Artist, publisher, filmmaker and poet Henri Chopin (1922-2008) bought his first tape recorder in 1955, after which he started experimenting and pushing his poetic output into the realm of sound poetry. Chopin counts as a pioneer in that field, coupling attitudes and approaches of the early 20th-century avant-garde with new technological possibilities and bringing together in his publications international iconoclasts such as original dadaists Raoul Hausmann and Marcel Janco and post-war lettrists, Fluxus artists and Beat poets such as Gil Wolman, François Dufrêne, Ian Hamilton Finlay, William Burroughs and Brion Gysin.

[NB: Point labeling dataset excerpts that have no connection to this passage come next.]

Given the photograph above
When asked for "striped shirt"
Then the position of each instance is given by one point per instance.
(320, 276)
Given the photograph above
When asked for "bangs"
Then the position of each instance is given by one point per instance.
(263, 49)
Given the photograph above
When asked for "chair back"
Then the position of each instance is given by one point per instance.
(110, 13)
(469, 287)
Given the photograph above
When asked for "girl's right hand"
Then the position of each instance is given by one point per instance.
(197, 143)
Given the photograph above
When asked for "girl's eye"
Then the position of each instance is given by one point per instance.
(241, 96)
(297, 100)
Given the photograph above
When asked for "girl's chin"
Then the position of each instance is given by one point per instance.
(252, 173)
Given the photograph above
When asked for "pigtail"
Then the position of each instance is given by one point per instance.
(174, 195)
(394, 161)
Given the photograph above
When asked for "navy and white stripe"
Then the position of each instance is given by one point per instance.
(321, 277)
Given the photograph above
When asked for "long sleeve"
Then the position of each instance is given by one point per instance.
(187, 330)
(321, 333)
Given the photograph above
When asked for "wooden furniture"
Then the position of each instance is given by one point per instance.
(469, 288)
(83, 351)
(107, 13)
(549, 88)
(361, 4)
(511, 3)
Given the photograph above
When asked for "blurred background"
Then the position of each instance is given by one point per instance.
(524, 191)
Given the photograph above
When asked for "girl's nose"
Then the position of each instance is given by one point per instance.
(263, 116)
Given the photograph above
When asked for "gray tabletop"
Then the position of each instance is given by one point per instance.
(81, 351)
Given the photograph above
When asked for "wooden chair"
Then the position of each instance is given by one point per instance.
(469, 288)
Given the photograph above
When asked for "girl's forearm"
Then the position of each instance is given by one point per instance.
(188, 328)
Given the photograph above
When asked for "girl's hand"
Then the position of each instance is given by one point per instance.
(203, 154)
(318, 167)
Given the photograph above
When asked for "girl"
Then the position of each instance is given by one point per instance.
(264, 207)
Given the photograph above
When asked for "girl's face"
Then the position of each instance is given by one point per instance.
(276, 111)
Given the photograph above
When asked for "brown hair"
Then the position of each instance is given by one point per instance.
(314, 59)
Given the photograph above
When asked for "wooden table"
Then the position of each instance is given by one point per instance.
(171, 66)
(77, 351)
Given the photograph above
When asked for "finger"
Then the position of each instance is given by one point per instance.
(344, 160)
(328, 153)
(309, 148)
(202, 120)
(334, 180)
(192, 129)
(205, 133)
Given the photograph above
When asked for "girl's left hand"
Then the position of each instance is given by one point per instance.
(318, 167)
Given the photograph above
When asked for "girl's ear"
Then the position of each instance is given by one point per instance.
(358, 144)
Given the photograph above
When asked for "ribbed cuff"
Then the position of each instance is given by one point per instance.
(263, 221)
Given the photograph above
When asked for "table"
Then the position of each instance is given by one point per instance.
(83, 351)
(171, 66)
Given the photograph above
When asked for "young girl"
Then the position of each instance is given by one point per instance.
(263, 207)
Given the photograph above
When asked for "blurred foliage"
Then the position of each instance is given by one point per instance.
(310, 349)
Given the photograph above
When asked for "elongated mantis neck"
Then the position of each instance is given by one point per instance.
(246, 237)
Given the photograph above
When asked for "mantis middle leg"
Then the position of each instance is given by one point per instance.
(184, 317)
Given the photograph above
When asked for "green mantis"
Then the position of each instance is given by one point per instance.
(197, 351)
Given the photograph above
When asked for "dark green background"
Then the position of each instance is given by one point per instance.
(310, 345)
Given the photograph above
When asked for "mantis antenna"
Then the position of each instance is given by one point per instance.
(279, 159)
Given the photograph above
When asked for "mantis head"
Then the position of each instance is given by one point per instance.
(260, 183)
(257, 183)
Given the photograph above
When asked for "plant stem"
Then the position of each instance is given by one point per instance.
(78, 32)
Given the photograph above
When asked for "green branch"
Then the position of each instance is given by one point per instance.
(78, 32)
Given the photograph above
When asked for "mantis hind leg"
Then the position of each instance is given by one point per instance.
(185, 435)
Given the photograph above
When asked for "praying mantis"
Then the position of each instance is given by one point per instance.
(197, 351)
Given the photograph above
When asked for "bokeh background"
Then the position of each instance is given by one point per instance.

Chopin’s pieces are the result of an uncompromising approach of poetry, in which speech itself is taken apart and put together again in raw and anti-aesthetic compositions. The first track on this release, for instance, is the sound poem ‘Dentales Soufflées’, a work which is ‘made up of unvoiced vowels hitting against the teeth and using them as percussion instruments with the microphone placed against the teeth’. Another characteristic work on this release is ‘La Peur’. ‘La Peur’ is a piece started as early as 1959 and finished 12 years later as a 35-minute exorcism of the fears Chopin had experienced as a deportee and prisoner during World War II. ‘Le Corps’, a work published as part of Chopin’s seminal ‘OU’ magazine in 1966, is an attempt to break away from the traumas and fears that had fuelled Chopin’s works until then. All meaning and communication are abandoned in this poem, in which speech is reduced to breath and the focus is on the body that produces it. ‘This sound poem taught me once more what love is’, writes Chopin in his liner notes. His later piece ‘Improvisation Directe’ also centres on the body by literally taking apart the French word ‘corps’. It was recorded live during a radio broadcast on France Culture in 1978. And, finally, Chopin’s piece ‘Vibrespace’ is an exploration of human movement in space that was put together in 1963 and concentrates on manipulating the speed of the tape recorder reels.